Concurrent validity (both convergent and divergent) was estimated at baseline via Spearman correlations within the nr-axSpA population with objective signs of inflammation. Sensitivity analyses were conducted at Weeks 12 and 24. Convergent validity estimates were obtained by correlating ASQoL total scores and those of the BASDAI, BASFI, PtGADA, PhGADA, total and nocturnal spinal pain numeric rating scales, and the ASDAS composite score. Divergent validity estimates were obtained by correlating the ASQoL total scores with the physical functioning and physical component scores of the SF-36v2. The ability of the tests to detect change was also determined from the Spearman correlation coefficient for change in scores from Baseline to Week 12 and to Week 24 for ASQoL versus other PRO measures. In all cases correlations ≥|0.4| met the prespecified criterion for acceptable validity.
Known-groups validity evidence was generated at Baseline, Week 12 and Week 24. Scores from the PhGADA and ASDAS were dichotomized (median split and cut at 2.1, respectively) to define known groups.

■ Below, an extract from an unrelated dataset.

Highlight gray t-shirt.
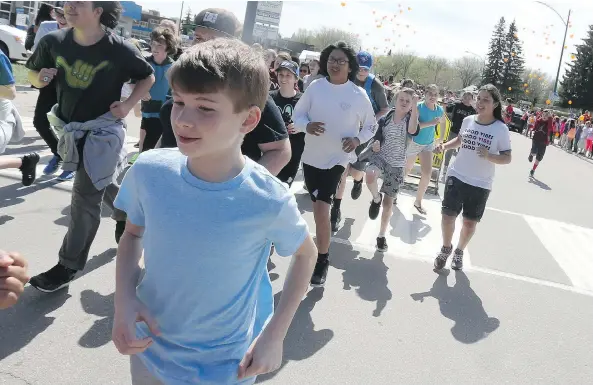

The mean differences in ASQoL score between the known groups for each measure were analyzed using analysis of variance (ANOVA).
MWPC was estimated by both distribution and anchor-based methods. Given regulatory emphasis on anchor-based methods, only anchor-based evidence is reported. The anchor-based method for MWPC estimation was based on patients whose change in ASQoL score between Baseline and Week 12 and Week 24 was equal to or greater than the estimated median change in ASQoL score in patients with a PGIC of 6 (moderate improvement) or 5 (minimal improvement). In addition, the MWPC point estimate was validated via empirical cumulative distribution functions (eCDFs) and 95% Clopper-Pearson confidence bands for change in ASQoL score from Baseline, stratified by PGIC strata (no change, minimal improvement, moderate improvement, marked improvement).
All analyses used observed case data only; no imputation of missing values was undertaken.
MPMs were conducted using FlexMIRT version 3.5 (Vector Psychometric Group). All other analyses were performed using a combination of Statistical Analysis Software version 9.4 (SAS® Institute Inc., Cary, NC) and R statistical software version 3.4.3 (R Development Core Team).